Smoked out: airport customs force seizes 7.6 tonnes of counterfeit shisha tobacco
 
International customs collaboration has led to a successful strike against a criminal network that was smuggling large quantities of tobacco which it intended to sell as a counterfeit branded product.
 

In mid-January 2021, having analysed the transport route taken, Austrian customs officials working at the Customs Office at Vienna International Airport in the freight clearance area decided to examine in detail two shipments from Dubai. They scored a direct hit: 7.6 tonnes of water pipe tobacco masquerading as a tobacco brand were found to be counterfeit and were seized by customs and subsequently destroyed.

Finance Minister Gernot Blumer commented: “The risk involved in consuming illegally imported, fake tobacco should not be underestimated: it starts with the dubious production locations and methods used; and, of course, the substances and additives used are not known. That is why one area of focus for the customs investigation teams around the country is investigating cases of cigarette and tobacco smuggling at both national and international level. And it’s also important to state that, in their daily fight against smuggling, the customs forces are protecting the businesses and businesspeople in Austria and the EU who abide by the rules.”

Counterfeiters’ sophisticated methods foiled by experienced customs officials

In this particular case, the smugglers used very sophisticated methods. The goods were dispatched on a roundabout route.  In January 2021, a German company sent 5 palettes containing 350 boxes of shisha tobacco by air from Dubai to Minsk in Belarus. From there the consignment, totalling 2.6 tonnes, was sent by truck to Austria via Poland and Germany. The fake tobacco appears to have come into play in Germany, where there was a transshipment and the fake tobacco was swapped for the original.

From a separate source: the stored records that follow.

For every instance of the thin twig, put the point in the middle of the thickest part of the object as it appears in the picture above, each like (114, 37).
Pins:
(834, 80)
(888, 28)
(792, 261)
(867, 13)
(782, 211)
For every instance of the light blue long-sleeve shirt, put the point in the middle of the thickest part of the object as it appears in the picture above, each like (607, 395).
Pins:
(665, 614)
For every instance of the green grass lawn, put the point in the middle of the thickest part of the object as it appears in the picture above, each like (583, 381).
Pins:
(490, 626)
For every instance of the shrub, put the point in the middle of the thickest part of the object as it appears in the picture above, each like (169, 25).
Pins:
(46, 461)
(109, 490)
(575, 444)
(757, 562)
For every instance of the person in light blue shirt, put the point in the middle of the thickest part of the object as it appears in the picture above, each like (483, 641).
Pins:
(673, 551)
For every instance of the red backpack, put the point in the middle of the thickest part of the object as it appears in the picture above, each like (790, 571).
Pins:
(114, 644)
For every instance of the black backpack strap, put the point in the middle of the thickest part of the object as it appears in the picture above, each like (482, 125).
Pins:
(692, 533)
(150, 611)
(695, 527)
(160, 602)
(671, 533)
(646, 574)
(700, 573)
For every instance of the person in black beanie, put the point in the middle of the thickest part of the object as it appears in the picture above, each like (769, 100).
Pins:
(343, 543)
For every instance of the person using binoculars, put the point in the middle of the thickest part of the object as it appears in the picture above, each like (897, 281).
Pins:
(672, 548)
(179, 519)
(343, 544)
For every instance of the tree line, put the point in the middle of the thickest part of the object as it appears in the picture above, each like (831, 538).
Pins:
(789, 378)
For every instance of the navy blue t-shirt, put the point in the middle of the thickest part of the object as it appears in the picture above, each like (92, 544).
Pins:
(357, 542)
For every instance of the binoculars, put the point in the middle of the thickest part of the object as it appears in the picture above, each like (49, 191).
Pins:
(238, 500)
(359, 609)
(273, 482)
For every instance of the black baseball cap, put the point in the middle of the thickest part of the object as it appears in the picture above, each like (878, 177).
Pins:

The goods were then supposed to be shipped by air from Austria to Ukraine. Furthermore, the outer boxes appeared to be originals; however, the tins and the tobacco showed signs of being forgeries. Customs officials had seized a similar shipment weighing some 5 tonnes just before Christmas 2020. The recipient of both shipments was a Russian shisha group which was supposed to take delivery of the goods at an address in Ukraine.

Instead of profiting from the shisha fumes, the criminal network will now be fuming with rage: the value of the tobacco that has been seized and destroyed amounts to EUR 700,000 - and the criminals now face steep fines, as they had attempted to evade taxes and duties totalling some EUR 340,000.